In June 2015, Commonwealth Court continued a recent line of preemption cases, in Gibraltar Rock Inc. v. New Hanover Township, 1907 C.D. 2014, 2015 WL 3533839 (Pa. Commw. Ct. June 5, 2015).  In Gibraltar Rock, Commonwealth Court considered whether New Hanover Township’s Stormwater Management Ordinance was preempted by the Noncoal Surface Mining Conservation and Reclamation Act (“Noncoal Act”).  Gibraltar sought to develop property for a quarry and associated facilities, and received a Noncoal Surface Mining Permit from the Pennsylvania Department of Environmental Protection (“DEP”) authorizing it to operate the quarry.  When Gibraltar sought to begin quarrying operations, New Hanover Township sought to enjoin Gibraltar from quarrying, asserting that Gibraltar did not have the requisite approvals from the township—specifically land development approval, including compliance with the township’s stormwater management ordinance.

The question before Commonwealth Court was whether application of the stormwater management ordinance to quarry pit operations was preempted by the Noncoal Act.  In line with the 2013 Geryville Materials, Inc. v. Planning Commission of Lower Milford Township, 74 A.3d 322, 327 (Pa. Commw. Ct. 2013) decision, Commonwealth Court analyzed whether the stormwater management ordinance regulated “how” surface mining occurs or “where” surface mining occurs.

Under Geryville, regulation of “how” a surface mine operates is preempted by the Noncoal Act and DEP regulation.  Regulation of “where” a surface mine operates is not preempted, and is left to local municipalities.

Commonwealth Court determined that the stormwater management ordinance was preempted, as it regulated “how” the quarry would operate.  Specifically, Commonwealth Court concluded that the stormwater management ordinance would dictate how the quarry would manage stormwater—this is specific regulation of how the quarry operates, and is preempted by the Noncoal Act.

Click here to read: Gibraltar Rock, Inc. v. New Hanover Township, No. 1907 C.D. 2014 (Pa. Commw. Ct. May 4, 2015).


Compare Commonwealth Court’s decision in Huckleberry Associates et al. v.
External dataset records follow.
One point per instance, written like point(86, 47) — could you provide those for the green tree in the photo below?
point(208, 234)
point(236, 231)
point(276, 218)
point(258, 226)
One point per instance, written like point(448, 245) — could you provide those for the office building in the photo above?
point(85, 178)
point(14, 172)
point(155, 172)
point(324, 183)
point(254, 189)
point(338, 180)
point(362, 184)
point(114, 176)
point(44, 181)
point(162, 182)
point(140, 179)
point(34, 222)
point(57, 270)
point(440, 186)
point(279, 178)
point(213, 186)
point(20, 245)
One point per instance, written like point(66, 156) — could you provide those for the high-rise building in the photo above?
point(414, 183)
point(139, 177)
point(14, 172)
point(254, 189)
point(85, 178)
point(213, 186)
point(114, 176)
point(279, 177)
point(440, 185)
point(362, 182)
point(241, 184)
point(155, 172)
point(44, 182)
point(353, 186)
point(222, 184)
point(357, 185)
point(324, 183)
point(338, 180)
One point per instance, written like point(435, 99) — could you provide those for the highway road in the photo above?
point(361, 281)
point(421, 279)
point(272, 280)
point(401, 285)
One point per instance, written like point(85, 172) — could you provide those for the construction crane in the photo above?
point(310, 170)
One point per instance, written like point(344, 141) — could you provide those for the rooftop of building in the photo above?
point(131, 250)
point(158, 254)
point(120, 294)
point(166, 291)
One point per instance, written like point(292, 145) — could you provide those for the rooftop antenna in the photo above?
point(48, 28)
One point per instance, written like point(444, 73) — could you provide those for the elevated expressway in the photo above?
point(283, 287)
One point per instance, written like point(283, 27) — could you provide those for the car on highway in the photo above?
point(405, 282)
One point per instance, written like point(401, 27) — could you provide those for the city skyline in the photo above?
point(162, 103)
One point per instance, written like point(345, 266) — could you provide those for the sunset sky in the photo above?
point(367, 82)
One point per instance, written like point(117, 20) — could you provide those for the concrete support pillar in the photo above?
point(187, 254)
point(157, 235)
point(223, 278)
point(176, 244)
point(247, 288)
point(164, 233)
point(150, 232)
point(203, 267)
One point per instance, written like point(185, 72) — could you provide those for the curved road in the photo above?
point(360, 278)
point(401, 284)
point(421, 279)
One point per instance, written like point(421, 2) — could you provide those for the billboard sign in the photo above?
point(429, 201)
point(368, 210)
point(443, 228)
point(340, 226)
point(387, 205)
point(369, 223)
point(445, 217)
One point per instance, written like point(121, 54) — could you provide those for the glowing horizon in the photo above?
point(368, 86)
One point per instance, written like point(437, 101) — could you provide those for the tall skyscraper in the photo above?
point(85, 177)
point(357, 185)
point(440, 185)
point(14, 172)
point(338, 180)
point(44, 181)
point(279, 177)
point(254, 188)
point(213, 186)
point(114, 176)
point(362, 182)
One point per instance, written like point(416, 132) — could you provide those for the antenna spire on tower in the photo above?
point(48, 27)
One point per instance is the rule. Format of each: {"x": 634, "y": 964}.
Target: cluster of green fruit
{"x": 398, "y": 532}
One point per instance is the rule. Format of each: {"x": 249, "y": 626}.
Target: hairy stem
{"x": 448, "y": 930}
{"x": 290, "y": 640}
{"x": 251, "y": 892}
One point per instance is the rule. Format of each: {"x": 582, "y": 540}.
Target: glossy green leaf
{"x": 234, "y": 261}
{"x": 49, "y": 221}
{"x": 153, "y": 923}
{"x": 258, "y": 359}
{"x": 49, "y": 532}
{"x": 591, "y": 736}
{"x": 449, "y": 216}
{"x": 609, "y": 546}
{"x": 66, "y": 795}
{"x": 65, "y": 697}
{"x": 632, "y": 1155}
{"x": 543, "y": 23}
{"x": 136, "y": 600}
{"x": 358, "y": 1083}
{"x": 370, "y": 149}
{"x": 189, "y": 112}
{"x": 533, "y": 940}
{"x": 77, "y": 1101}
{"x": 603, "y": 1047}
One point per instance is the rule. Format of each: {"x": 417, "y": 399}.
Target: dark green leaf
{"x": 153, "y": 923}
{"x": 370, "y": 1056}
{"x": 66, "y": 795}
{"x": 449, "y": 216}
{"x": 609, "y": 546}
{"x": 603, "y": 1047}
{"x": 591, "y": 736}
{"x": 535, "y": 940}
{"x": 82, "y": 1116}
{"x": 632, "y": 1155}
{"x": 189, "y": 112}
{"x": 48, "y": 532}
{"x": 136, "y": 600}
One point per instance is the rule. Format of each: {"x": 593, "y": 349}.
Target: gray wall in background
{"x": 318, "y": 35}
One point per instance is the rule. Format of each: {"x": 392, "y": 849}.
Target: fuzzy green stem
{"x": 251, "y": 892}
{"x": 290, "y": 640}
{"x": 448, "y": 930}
South Whitehall Township, 1748 C.D. 2014 (Pa. Commw. Ct. July 15, 2015).  In Huckleberry, a quarry operator proposed to commence a solid waste recycling facility on the site of a former quarry.    The quarry was operated for almost 50 years as a nonconforming use.

The operator sought to switch the use to a solid waste recycling facility, without obtaining zoning relief (the use was permitted, but required a special exception) from South Whitehall Township (“Township”), where the quarry was located.  The operator did, however, obtain a permit from DEP to operate the facility.  The operator began operation, without Township approval.
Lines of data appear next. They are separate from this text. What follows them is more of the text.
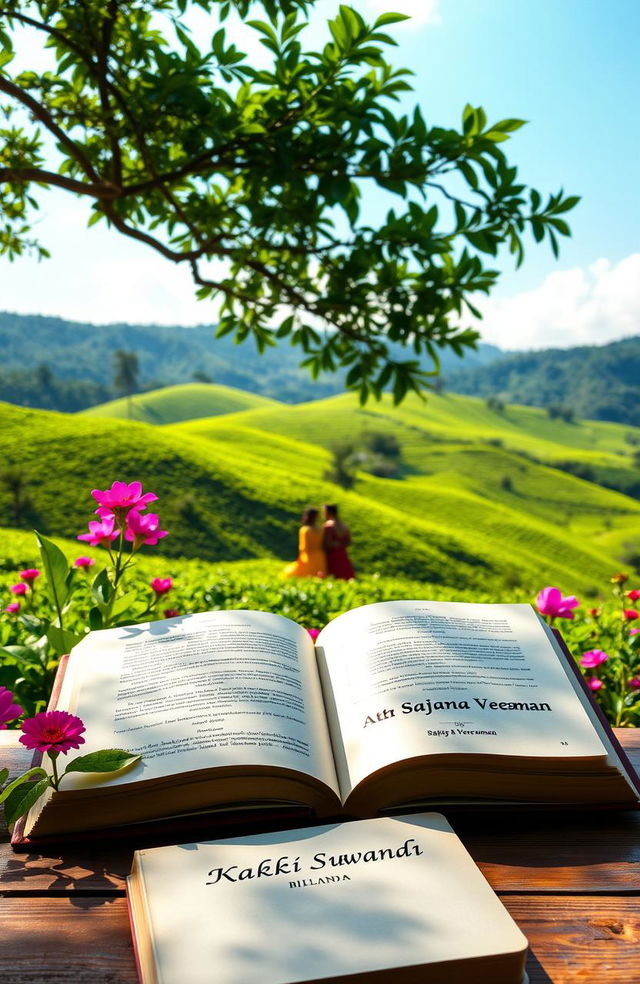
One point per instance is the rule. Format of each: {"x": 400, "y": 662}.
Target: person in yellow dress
{"x": 312, "y": 560}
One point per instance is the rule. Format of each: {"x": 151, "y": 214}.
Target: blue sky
{"x": 569, "y": 67}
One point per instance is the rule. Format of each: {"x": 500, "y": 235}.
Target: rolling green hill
{"x": 187, "y": 401}
{"x": 478, "y": 505}
{"x": 597, "y": 381}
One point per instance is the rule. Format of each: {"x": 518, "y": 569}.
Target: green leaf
{"x": 107, "y": 760}
{"x": 390, "y": 18}
{"x": 25, "y": 777}
{"x": 95, "y": 619}
{"x": 123, "y": 603}
{"x": 62, "y": 640}
{"x": 22, "y": 799}
{"x": 102, "y": 590}
{"x": 56, "y": 569}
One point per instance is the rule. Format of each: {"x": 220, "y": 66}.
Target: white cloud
{"x": 420, "y": 11}
{"x": 581, "y": 306}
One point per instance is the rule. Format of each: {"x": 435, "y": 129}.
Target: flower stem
{"x": 55, "y": 779}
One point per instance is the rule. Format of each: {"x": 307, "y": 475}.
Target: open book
{"x": 398, "y": 705}
{"x": 377, "y": 900}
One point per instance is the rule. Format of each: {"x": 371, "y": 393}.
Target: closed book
{"x": 392, "y": 899}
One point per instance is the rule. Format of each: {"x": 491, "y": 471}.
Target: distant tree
{"x": 44, "y": 378}
{"x": 15, "y": 481}
{"x": 125, "y": 376}
{"x": 342, "y": 470}
{"x": 384, "y": 443}
{"x": 495, "y": 404}
{"x": 556, "y": 411}
{"x": 203, "y": 156}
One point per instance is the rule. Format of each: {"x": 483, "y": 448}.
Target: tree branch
{"x": 102, "y": 190}
{"x": 48, "y": 121}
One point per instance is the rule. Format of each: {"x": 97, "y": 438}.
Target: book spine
{"x": 136, "y": 952}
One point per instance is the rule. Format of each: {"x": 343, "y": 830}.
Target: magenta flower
{"x": 120, "y": 498}
{"x": 53, "y": 731}
{"x": 551, "y": 602}
{"x": 8, "y": 710}
{"x": 143, "y": 528}
{"x": 30, "y": 574}
{"x": 161, "y": 585}
{"x": 594, "y": 657}
{"x": 84, "y": 562}
{"x": 101, "y": 534}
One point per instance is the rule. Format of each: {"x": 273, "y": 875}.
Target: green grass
{"x": 451, "y": 417}
{"x": 474, "y": 509}
{"x": 184, "y": 402}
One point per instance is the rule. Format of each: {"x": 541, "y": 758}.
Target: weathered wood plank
{"x": 580, "y": 940}
{"x": 572, "y": 940}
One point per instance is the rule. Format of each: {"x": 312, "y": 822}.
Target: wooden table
{"x": 572, "y": 883}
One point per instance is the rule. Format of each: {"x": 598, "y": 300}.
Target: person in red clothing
{"x": 336, "y": 539}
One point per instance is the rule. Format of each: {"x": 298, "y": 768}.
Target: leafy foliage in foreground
{"x": 202, "y": 156}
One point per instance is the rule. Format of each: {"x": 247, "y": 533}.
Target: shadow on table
{"x": 88, "y": 881}
{"x": 535, "y": 970}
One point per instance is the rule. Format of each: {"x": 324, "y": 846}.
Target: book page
{"x": 423, "y": 678}
{"x": 224, "y": 688}
{"x": 323, "y": 903}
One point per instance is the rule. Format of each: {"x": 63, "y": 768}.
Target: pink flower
{"x": 84, "y": 562}
{"x": 8, "y": 710}
{"x": 161, "y": 585}
{"x": 594, "y": 657}
{"x": 53, "y": 731}
{"x": 101, "y": 534}
{"x": 143, "y": 529}
{"x": 121, "y": 498}
{"x": 550, "y": 602}
{"x": 30, "y": 574}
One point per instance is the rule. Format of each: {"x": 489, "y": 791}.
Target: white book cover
{"x": 320, "y": 903}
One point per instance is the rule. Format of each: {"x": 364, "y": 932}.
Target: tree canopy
{"x": 256, "y": 177}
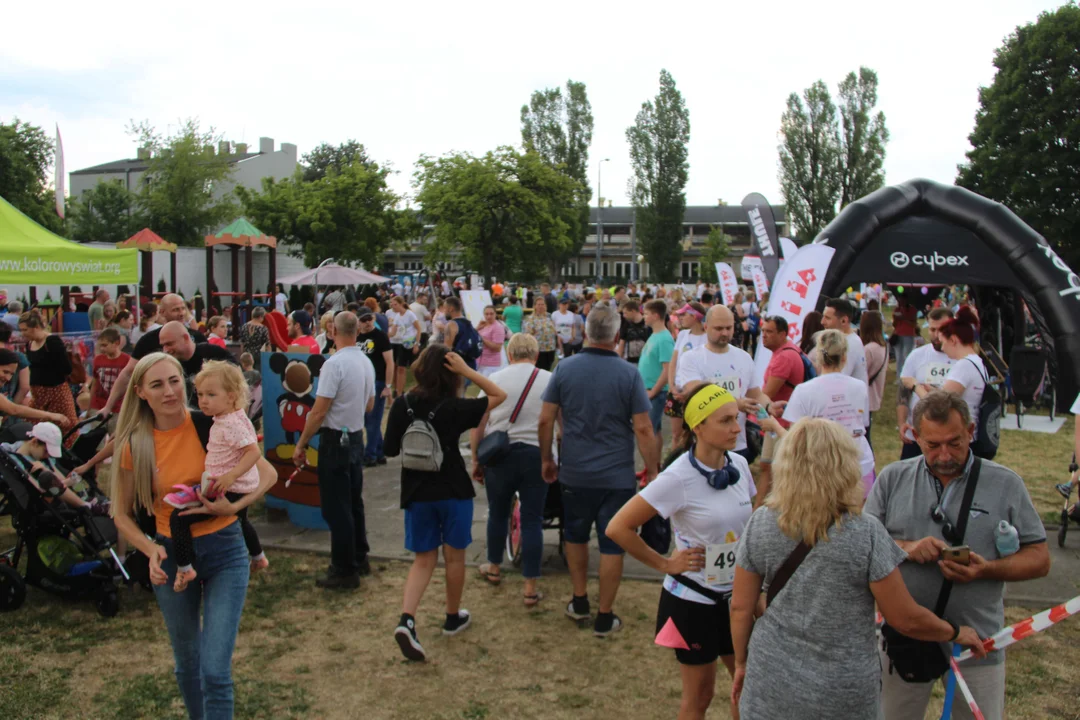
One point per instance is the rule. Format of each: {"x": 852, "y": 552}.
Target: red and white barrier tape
{"x": 962, "y": 684}
{"x": 1024, "y": 628}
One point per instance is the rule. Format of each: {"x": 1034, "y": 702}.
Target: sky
{"x": 430, "y": 78}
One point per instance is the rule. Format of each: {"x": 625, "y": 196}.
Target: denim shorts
{"x": 430, "y": 525}
{"x": 582, "y": 507}
{"x": 657, "y": 411}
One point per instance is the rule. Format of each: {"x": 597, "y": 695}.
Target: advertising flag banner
{"x": 728, "y": 282}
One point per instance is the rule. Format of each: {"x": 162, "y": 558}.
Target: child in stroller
{"x": 37, "y": 456}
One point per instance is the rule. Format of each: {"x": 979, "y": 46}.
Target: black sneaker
{"x": 606, "y": 624}
{"x": 457, "y": 623}
{"x": 405, "y": 634}
{"x": 578, "y": 609}
{"x": 333, "y": 581}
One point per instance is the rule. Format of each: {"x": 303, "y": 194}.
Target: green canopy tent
{"x": 30, "y": 255}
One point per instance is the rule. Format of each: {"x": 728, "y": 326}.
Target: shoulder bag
{"x": 922, "y": 661}
{"x": 495, "y": 446}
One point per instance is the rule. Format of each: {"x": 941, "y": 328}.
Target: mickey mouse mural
{"x": 288, "y": 390}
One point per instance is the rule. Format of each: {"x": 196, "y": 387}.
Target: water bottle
{"x": 1006, "y": 539}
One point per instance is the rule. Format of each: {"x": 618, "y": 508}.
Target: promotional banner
{"x": 288, "y": 393}
{"x": 728, "y": 282}
{"x": 795, "y": 295}
{"x": 59, "y": 180}
{"x": 763, "y": 232}
{"x": 473, "y": 303}
{"x": 760, "y": 282}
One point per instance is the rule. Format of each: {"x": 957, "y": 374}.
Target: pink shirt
{"x": 494, "y": 333}
{"x": 228, "y": 437}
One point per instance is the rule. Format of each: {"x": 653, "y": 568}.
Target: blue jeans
{"x": 373, "y": 424}
{"x": 518, "y": 472}
{"x": 203, "y": 652}
{"x": 341, "y": 499}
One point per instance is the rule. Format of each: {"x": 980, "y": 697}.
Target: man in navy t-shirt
{"x": 604, "y": 408}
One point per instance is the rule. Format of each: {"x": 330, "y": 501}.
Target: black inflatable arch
{"x": 927, "y": 232}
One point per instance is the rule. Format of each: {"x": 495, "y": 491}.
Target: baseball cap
{"x": 49, "y": 434}
{"x": 304, "y": 320}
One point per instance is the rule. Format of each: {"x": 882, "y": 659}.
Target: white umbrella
{"x": 332, "y": 273}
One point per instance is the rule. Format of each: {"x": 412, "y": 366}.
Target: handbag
{"x": 495, "y": 446}
{"x": 923, "y": 661}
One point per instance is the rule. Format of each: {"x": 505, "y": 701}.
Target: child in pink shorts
{"x": 231, "y": 454}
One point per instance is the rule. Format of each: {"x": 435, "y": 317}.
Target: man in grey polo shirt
{"x": 604, "y": 407}
{"x": 918, "y": 500}
{"x": 346, "y": 393}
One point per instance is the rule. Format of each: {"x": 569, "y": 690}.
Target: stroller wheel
{"x": 108, "y": 602}
{"x": 12, "y": 588}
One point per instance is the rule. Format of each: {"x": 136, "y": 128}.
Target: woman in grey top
{"x": 806, "y": 660}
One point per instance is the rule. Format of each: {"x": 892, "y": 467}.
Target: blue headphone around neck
{"x": 718, "y": 479}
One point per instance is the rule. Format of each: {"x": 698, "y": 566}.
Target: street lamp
{"x": 599, "y": 220}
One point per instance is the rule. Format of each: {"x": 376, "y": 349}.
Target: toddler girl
{"x": 231, "y": 454}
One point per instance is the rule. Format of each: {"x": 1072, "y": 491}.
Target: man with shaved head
{"x": 172, "y": 309}
{"x": 720, "y": 363}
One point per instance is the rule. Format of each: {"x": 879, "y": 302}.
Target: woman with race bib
{"x": 834, "y": 396}
{"x": 707, "y": 492}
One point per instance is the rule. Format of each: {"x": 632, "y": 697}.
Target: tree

The Township issued a notice of violation against the operator, for failing to obtain a zoning permit or the necessary zoning relief.

The operator argued that operation of the waste recycling facility was preempted by the Noncoal Act, the Solid Waste Management Act, and DEP regulation.

Commonwealth Court disagreed.  In this instance, the Township regulation at issue limited the use by requiring the operator to obtain a special exception.  This, Commonwealth Court concluded, was regulation of “where” the operation could occur, not “how”.  The local regulation was not, therefore, preempted.

Click here to read: Huckleberry Associates et al. v. South Whitehall Township, 1748 C.D. 2014 (Pa. Commw. Ct. July 15, 2015).

Gibraltar Rock, Huckleberry Associates, and Geryville allow practitioners the opportunity to raise preemption arguments when local regulation arguably affects the operation (the “how”) of a state-regulated use.  Prior precedent was inconsistent.  The “where versus how” test can be used to challenge this older precedent in arguing preemption.